Acabou por escolher o mais indicado no momento. ‘Amigo, está me ajudando a me desligar da colocação que exerci por
anos e preciso retribuir a gentileza.’
‘E sobre o que seria este livro?’
‘Uma biografia.’
‘De quem?’
‘Um ex-congressista, atualmente age como assessor
parlamentar.’
‘Brasília.’
‘Sim.
‘Desculpe-me o ceticismo.’
Ficou claro para Petrônio que a boa vontade do homem requeria
alguma explicação (mesmo que frugal). ‘Me dediquei à função similar por uma
década, mas este parece ser o momento exato para me desligar. Esse amigo foi
meu maior concorrente por muito tempo, agora assume meus clientes e causas.’
‘Imagino que ser assessor parlamentar seja trabalho de
prestígio com boa remuneração.’ Xavier investigou. ‘E vai sair.’
‘Sim.’
‘Respeito a discrição, mas me parece duvidoso.’
‘O trabalho de lobista tem essa conotação, é normal
pensar assim. No meu caso específico, saio do Planalto no auge da carreira por
não gostar do rumo que as coisas estão tomando; quem assume o poder das Casas
faz um esquema perigoso. Tenho visto um movimento da Federal que nunca vi
antes, Brasília não é mais a mesma. Decidi me dedicar à iniciativa privada.’

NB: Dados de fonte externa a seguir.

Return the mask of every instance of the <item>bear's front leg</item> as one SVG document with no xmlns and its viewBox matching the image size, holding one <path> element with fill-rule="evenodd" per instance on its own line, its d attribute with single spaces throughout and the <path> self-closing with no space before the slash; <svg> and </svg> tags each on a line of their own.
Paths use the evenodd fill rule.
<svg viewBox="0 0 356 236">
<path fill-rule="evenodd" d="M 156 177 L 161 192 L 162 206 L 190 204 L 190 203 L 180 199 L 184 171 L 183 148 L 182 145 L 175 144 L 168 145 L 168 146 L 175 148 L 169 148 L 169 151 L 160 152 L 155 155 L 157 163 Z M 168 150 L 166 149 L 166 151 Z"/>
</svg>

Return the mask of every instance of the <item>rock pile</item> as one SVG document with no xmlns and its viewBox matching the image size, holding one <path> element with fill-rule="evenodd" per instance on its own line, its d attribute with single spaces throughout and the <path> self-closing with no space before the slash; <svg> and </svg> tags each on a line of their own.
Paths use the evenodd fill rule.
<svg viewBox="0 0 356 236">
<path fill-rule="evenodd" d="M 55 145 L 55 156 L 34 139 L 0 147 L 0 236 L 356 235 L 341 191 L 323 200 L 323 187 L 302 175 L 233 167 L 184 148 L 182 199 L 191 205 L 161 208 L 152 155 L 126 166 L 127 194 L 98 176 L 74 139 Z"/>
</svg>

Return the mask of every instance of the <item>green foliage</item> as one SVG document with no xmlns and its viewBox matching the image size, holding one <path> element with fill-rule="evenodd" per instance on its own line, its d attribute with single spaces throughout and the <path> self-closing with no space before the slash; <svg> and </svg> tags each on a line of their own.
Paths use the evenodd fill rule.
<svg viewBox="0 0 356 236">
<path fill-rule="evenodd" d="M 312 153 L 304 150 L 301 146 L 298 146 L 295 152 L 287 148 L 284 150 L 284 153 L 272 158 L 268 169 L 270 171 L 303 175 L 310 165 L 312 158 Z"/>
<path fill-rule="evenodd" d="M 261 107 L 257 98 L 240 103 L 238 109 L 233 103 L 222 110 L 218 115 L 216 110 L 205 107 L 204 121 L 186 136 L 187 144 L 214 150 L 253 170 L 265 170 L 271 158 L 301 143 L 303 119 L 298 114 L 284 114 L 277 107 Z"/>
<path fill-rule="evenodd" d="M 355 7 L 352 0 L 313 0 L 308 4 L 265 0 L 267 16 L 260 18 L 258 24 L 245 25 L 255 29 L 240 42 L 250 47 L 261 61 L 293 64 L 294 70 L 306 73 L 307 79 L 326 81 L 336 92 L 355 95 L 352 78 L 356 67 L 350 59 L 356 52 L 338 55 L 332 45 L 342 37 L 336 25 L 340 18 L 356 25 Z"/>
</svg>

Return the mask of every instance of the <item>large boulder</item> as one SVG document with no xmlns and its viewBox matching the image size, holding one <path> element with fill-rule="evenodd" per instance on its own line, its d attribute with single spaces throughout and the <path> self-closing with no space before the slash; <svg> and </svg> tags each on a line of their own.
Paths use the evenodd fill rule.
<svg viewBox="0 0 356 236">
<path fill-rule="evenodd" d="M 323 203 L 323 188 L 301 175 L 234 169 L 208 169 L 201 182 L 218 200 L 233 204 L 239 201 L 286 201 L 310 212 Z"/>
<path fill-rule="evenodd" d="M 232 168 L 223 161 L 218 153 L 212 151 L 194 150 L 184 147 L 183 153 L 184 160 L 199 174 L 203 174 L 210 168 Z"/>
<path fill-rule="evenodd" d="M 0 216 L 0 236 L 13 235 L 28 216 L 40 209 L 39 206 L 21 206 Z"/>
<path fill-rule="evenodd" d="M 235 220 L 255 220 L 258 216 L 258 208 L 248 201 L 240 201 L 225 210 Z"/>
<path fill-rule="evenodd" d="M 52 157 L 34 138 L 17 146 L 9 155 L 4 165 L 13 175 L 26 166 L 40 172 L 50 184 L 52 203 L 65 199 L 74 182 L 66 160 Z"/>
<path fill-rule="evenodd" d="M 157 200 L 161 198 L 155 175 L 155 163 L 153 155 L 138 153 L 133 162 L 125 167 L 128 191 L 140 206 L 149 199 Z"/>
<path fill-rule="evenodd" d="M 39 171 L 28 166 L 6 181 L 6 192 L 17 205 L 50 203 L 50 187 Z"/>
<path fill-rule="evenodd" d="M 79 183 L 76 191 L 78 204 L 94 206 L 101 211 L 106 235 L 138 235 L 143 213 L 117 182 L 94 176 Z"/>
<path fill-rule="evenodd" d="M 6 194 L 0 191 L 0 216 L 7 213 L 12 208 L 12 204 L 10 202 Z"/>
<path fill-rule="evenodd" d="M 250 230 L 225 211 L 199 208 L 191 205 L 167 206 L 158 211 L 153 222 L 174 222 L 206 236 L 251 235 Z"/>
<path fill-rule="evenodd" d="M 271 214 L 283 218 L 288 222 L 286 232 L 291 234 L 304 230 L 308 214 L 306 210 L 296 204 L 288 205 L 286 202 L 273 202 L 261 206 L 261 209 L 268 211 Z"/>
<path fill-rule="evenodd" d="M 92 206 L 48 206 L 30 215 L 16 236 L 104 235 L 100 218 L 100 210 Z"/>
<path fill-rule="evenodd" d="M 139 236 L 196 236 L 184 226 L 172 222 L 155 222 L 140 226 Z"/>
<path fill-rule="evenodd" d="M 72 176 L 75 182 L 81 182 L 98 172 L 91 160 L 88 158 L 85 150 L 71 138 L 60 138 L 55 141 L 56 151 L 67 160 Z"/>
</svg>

Petrônio se recostou novamente. ‘Mas o assunto não sou eu. Podemos acertar
todos os detalhes antes que conheça meu amigo e depois vocês decidem se
trabalharão juntos.’
‘Tem outras opções em vista? Procure outro, ghost writing não é meu passatempo preferido.’
Xavier prendeu os lábios.
‘Tenho três outros nomes, mas o seu é o primeiro da
lista.’
‘Entendo. Cibele?’ Levantou a voz.
‘Pai?’ Ela respondeu da loja.
‘Imprime uma cópia do meu contrato de ghost writer, por favor.’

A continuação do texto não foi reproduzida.